武潤立即察覺自己的失態——該死的!對不起那三個字對她而言簡直就是刻骨銘心!她聽到了又如何能控制住情緒!幸好臨淵記不起,不然,讓她如何面對這尷尬的局面:「本宮有什麼心虛的,說對不起的是你,又不是本宮!」

反正他記不起,就算她顛倒黑白他還不是不知道!雖然第一次的「對不起」是她說的,可默默後來天天都在說!

臨淵笑著看她,不語。

武潤受不了地移開臉,側過身子,迴避他的目光。

何元小心翼翼地看了武潤一眼。

武潤瞬間看過去。

何元立即低了頭——老天啊!太后娘娘絕對比他家主子還難伺候!

「既然如此,朕也不計較太后的人入宮偷竊的事了——一人一次,扯平了。如此,朕以後也無需說‘對不起’三字了,太后看可好?」

武潤當然說好,她巴不得臨淵一輩子別想起來,永遠都不知道「對不起」三個字代表的是什麼:「過去的事,本宮不想提了,臨皇既已開口,本宮自當成全。」

臨淵不知道,日後當他想起來「對不起」三個字的含義時,他真是悔得腸子都青了。

其實他自己也不清楚他為什麼會關注武潤,但他敢肯定那幾個月裡絕對發生了什麼事,他越是努力地去想,大腦越是一片混亂,索性,他讓其順其自然。在記憶沒有恢復之前,他不會輕舉妄動。

剛醒過來的時候,他的確有留在她身邊查出真相的衝動,為此,才會湊巧地救了她。但後來,他還是選擇離開,因為恢復了身份的他,絕對有辦法讓她來到自己身邊——新皇登基,多冠冕堂皇的理由!

他隱隱記得他說過什麼妖精之類的,但那個片段一閃而過,任他如何努力地去想,出現最多的就是他在說「對不起」。他抬眸看向武潤——妖精?她的確有這個資本。

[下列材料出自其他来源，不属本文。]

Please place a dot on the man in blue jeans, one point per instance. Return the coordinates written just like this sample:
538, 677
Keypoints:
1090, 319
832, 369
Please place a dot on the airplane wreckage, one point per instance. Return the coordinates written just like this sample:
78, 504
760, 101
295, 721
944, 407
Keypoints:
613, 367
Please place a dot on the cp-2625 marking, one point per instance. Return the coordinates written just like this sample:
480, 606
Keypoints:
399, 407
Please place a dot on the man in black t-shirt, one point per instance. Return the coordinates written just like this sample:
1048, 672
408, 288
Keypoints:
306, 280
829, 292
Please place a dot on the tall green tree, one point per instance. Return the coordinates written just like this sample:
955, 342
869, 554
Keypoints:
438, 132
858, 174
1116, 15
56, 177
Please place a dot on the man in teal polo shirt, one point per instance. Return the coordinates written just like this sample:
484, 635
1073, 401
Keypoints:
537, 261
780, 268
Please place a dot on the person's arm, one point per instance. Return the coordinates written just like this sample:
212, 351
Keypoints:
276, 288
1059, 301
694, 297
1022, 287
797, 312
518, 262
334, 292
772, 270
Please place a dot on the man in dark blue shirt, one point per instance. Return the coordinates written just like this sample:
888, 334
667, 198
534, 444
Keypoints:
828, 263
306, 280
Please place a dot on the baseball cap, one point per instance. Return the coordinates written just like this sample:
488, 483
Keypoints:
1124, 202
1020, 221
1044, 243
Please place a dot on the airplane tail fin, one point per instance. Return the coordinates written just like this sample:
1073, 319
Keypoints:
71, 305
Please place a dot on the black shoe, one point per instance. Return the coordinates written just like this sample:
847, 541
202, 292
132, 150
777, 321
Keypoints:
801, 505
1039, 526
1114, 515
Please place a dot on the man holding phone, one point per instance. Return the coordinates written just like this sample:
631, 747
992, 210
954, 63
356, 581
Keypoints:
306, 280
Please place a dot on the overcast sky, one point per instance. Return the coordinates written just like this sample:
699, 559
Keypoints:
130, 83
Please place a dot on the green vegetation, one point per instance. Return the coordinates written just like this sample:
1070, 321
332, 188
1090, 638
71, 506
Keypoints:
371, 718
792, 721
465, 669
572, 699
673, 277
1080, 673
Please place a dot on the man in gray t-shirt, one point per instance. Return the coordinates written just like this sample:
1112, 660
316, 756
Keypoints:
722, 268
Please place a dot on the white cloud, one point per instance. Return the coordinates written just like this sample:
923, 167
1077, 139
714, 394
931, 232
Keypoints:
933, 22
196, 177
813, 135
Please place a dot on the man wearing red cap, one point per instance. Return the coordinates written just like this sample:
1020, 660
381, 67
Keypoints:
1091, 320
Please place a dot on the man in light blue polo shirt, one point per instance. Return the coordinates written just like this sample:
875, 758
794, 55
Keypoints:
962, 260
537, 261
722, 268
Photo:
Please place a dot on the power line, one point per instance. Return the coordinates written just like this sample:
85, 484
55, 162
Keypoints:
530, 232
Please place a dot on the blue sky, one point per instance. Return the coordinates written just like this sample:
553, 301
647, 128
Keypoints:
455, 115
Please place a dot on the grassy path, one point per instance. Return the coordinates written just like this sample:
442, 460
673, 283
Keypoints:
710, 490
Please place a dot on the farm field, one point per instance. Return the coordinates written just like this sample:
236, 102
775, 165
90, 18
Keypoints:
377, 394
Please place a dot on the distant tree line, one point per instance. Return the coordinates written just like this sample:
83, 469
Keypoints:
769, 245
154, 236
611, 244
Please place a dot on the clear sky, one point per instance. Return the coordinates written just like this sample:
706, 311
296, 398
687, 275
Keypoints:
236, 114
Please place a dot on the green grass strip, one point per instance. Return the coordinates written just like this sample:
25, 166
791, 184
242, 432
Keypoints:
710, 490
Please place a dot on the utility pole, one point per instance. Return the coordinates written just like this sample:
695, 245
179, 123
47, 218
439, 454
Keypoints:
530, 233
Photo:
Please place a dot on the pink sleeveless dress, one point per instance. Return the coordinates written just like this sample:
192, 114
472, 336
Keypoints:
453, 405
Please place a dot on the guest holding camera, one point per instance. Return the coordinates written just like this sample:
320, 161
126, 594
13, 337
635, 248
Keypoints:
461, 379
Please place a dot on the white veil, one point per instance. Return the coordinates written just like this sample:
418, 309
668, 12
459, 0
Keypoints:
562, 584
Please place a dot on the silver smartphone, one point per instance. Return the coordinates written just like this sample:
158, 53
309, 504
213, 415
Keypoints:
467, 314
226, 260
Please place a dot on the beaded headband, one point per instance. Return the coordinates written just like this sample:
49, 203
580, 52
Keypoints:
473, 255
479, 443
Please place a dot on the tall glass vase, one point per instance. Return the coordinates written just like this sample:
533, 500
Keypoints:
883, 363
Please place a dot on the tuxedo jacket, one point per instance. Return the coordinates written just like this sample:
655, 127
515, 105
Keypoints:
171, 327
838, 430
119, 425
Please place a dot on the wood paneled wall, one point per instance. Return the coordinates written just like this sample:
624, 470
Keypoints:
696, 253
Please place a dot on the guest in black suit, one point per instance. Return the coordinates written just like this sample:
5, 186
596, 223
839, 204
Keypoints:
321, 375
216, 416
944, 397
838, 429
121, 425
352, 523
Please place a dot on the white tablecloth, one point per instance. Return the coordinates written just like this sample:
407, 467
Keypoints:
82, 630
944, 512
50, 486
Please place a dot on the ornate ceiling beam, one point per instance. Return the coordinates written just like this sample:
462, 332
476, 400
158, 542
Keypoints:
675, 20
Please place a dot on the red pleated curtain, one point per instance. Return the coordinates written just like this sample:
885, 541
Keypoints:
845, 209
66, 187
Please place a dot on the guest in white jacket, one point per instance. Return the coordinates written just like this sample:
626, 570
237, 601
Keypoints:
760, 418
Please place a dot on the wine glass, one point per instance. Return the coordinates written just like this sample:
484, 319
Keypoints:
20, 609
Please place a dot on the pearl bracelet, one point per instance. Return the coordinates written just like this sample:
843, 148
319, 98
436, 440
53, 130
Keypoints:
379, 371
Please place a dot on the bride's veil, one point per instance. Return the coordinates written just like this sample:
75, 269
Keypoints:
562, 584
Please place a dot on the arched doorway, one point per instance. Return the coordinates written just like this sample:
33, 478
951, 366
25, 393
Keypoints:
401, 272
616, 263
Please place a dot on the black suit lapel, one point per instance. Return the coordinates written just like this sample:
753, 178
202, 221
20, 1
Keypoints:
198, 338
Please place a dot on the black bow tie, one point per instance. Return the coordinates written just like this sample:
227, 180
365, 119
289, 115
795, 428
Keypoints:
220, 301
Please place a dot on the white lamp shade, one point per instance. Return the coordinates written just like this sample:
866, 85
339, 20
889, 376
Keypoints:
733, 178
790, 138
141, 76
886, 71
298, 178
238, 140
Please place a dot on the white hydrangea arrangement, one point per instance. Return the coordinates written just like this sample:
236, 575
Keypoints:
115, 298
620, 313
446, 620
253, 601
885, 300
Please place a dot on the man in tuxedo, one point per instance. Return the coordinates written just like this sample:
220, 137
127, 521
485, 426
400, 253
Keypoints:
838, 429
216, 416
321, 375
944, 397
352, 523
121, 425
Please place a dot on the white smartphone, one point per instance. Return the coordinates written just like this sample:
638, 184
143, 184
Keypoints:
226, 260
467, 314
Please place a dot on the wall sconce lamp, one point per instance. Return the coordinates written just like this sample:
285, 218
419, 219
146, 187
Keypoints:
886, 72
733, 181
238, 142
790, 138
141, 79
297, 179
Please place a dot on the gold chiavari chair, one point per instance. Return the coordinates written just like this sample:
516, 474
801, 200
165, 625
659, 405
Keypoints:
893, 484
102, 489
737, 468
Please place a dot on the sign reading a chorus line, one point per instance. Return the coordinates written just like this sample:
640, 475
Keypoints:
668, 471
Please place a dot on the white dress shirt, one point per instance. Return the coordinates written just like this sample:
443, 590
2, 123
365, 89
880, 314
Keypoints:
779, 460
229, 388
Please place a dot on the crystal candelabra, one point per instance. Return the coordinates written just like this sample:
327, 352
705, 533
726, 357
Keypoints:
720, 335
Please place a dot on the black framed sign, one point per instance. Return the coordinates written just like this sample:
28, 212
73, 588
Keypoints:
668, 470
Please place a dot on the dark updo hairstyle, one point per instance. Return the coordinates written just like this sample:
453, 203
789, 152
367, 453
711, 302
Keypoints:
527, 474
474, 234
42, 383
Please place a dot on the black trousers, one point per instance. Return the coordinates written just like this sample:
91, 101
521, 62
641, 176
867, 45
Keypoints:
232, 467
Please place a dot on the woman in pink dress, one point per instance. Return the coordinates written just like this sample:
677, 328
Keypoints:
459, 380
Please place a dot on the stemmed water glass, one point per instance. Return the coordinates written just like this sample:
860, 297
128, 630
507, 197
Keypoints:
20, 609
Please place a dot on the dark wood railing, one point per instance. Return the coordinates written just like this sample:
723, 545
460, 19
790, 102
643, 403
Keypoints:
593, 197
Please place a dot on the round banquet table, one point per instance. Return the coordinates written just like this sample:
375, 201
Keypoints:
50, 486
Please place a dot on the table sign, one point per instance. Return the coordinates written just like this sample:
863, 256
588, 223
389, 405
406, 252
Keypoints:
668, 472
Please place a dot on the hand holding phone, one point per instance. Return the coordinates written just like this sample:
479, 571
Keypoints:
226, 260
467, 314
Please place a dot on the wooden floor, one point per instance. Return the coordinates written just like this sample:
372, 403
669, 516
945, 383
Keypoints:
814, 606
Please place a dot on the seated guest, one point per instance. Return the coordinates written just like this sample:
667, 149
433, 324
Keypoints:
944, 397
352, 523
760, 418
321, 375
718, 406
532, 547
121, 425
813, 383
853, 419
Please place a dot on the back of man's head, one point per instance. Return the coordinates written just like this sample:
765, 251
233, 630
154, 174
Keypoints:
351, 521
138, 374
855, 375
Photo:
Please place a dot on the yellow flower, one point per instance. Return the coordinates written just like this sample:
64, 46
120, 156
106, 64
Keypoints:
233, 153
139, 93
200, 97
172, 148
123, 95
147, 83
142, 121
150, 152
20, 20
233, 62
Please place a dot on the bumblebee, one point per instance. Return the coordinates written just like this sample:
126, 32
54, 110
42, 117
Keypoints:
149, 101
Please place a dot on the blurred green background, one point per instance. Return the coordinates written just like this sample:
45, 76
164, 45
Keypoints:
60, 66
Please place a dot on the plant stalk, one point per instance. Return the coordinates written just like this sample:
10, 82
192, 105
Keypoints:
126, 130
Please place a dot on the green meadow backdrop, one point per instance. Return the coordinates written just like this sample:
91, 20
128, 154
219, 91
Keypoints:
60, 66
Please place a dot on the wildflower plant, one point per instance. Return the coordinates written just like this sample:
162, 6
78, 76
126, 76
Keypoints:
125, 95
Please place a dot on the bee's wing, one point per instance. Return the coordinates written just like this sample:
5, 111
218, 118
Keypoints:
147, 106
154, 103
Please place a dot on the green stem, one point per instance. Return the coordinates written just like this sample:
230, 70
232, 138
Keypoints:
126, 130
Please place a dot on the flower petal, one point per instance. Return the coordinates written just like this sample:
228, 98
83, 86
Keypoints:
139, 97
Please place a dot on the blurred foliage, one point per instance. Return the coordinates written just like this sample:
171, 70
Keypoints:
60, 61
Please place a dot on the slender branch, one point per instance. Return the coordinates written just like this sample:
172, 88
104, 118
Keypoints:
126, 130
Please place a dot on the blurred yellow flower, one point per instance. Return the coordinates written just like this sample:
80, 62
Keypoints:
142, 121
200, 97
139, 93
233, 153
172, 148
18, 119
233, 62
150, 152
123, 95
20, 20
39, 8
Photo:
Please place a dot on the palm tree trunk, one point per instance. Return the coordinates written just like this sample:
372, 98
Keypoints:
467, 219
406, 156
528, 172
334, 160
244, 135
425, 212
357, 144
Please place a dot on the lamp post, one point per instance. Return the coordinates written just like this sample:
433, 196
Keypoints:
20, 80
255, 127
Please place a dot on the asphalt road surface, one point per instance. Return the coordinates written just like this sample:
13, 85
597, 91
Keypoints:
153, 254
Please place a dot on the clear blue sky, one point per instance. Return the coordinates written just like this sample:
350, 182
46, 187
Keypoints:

「仙——仙女?」湯太后指著畫中女子,半晌才回過神來:「和大商太后好像!」

臨奉把畫像放好,先嘆了一口氣:「這是玉兒臨走前交給我的。她說,九百年前,因了這畫中人,天下一分為三,三國鼎立,勢均力敵,各霸一方。」

湯太后盯著那畫像中的女子:「九百年前?長得相像的人很多,是巧合吧?」

臨奉搖頭:「非也。玉兒還說,此女還會再現人間,克母剋夫——」

湯太后目光裡有了訝異:「這——是好是壞?」

「所以朕才問她高堂是否健在,她也說母親不在了,她又是皇太后,夫君自然也不在了——如今之計,唯有找到玉兒,才能確認她到底是不是這畫中人。」

湯太后聽出臨奉話裡的凝重,小心地問:「玉公主還說了什麼?」

臨奉長長地吐了一口氣:「朕該去找她了。」

「那,淵兒怎麼辦?與這女人接觸,可有何不妥之處?萬一——」

臨奉打斷她的話:「這話不能亂說!此事還有待查證,是福是禍,自有天註定——你別去管,順其自然就好,淵兒登基事宜處理完畢,她自然要走。」